Quote Unquote: Sue Chipperton is Among Hollywood’s Top Requested Animal Trainers

Kailua resident Sue Chipperton knows a thing or two about making feathers and fur work for her. As one of Hollywood’s most in-demand animal trainers, she’s responsible for training some of the animals in the upcoming Jurassic World movie (shot mostly here in the Islands), for getting us to coo and fawn over the puppy who made friends with the famous Budweiser Clydesdale horses in those Super Bowl commercials, and for making the Aflac insurance duck one of the most recognizable company mascots on television.

 

Photo: David Croxford

I didn’t actually plan to move here. I worked on Six Days Seven Nights here years ago, and I’ve vacationed here many times, and every time I was here I would think: How can I move here?

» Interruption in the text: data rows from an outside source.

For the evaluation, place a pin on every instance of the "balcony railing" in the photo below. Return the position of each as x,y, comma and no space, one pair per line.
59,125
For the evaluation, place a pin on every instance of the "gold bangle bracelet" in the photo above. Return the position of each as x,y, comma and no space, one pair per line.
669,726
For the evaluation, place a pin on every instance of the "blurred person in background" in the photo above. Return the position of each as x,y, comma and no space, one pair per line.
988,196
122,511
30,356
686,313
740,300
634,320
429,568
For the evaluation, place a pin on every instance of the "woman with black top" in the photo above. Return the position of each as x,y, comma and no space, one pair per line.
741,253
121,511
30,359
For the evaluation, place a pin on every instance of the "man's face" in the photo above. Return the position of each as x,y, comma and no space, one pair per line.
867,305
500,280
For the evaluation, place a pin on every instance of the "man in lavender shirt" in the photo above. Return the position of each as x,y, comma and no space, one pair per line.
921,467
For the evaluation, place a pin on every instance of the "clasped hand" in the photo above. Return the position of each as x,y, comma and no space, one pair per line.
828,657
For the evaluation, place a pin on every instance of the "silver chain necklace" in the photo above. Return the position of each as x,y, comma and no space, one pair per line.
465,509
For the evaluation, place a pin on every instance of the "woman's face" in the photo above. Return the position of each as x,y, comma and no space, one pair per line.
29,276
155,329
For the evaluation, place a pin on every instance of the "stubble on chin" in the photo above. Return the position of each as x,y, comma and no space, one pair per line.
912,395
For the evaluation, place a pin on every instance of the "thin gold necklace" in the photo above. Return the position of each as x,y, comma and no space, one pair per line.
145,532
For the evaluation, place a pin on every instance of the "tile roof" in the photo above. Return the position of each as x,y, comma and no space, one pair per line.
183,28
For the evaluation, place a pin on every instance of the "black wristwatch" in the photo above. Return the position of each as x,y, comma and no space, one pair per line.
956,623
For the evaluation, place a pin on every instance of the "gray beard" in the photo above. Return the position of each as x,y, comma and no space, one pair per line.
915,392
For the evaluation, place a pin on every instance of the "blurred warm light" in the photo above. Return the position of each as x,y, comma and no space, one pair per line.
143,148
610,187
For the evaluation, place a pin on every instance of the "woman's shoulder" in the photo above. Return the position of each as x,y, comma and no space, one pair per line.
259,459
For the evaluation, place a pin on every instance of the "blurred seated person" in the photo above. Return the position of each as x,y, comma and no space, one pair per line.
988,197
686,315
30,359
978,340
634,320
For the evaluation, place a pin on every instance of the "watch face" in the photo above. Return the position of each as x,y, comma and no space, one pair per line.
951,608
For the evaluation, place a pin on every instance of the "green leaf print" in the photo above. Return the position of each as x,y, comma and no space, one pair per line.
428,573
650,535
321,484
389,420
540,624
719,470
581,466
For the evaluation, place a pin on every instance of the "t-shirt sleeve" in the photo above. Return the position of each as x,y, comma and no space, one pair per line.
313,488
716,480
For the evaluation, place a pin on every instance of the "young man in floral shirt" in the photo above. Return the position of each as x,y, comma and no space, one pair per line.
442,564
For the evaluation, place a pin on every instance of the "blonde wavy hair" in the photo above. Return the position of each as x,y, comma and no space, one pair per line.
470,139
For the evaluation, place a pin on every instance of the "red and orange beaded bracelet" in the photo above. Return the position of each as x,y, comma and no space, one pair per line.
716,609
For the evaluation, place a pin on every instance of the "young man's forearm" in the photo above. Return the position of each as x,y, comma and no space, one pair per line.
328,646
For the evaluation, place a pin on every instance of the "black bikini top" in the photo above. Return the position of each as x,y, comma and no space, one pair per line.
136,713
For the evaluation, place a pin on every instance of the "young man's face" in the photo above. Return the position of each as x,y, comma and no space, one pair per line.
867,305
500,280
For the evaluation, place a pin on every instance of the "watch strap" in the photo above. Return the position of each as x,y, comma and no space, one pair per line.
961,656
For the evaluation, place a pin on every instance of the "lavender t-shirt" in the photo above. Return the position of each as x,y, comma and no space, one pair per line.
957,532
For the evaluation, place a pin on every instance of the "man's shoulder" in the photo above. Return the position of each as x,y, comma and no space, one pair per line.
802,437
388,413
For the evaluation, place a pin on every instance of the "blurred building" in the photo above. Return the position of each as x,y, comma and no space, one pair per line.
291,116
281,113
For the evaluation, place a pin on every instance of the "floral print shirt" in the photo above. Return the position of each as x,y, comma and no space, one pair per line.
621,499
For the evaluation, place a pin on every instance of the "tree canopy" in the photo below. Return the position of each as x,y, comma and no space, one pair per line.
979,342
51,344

What can I do? Then someone on the set of Godzilla suggested that I move here and start my own company because there was no one here who trains on-set animals. There are people who supply the animals, but no one who actually does the training. And so I laughed and walked away. But then I thought more about it. After doing this in LA for 20 years, I needed a change.

 

I started as a marine mammal trainer in Florida when I was 19. I hadn’t really entertained the idea of being a trainer for studios because I didn’t even know that existed, which is weird because my whole family in England worked for the BBC and I would go on set and see the animals, but I never put two and two together.

 

Someone told me about a school in California for studio animal trainers. At the time, I think I was making $7 an hour, and the studio trainers I met were making $20 an hour. I thought, sign me up! So I packed up my life in Florida and moved to California.

 

In LA, there are companies with big ranches and compounds where they keep all the trained studio animals. The animal company I work with there has about 70 dogs and 80 cats, and we’re constantly training. Here it’s different because there’s not as much work, so it wouldn’t make sense to have that huge overhead, so here I will recruit people’s pets, train them for movie work and then add them to a database. If that dog gets movie work, then the owner gets a check. It’s a win-win for everyone.

 

I don’t really train exotic animals—the lions, bears, chimps—there are people who are specifically trained to work with those. I mainly do domestic animals. I love working with puppies. When I got the Budweiser commercial, I was ecstatic.

 

The Aflac duck is actually 10 or 12 ducks. Ducks can do quite a lot—come, stop, stay, follow simple commands. Just about any animal can be trained. You just have to find what motivates them.

 

I was rammed by a ram once. We were shooting a Capital One commercial and there were all these barnyard animals that we were training, and this ram got spooked and did what rams do and started ramming. I happened to be walking away from him and he rammed me and I was literally airborne. I hit the side of the barn and slid down the length of the wall.

 

I would never work with spiders. I’m not bothered by snakes and other bugs, but spiders? No. They could tell me I would be on payroll for six months making extraordinarily large amounts of money and I would have to turn it down. And I know there are spiders here. I’ve seen them. Let’s not talk about it.

 

Did you know? In addition to training animals, Chipperton also offers a courier service, Check the Gate, a business that escorts pets from California to Hawai‘i.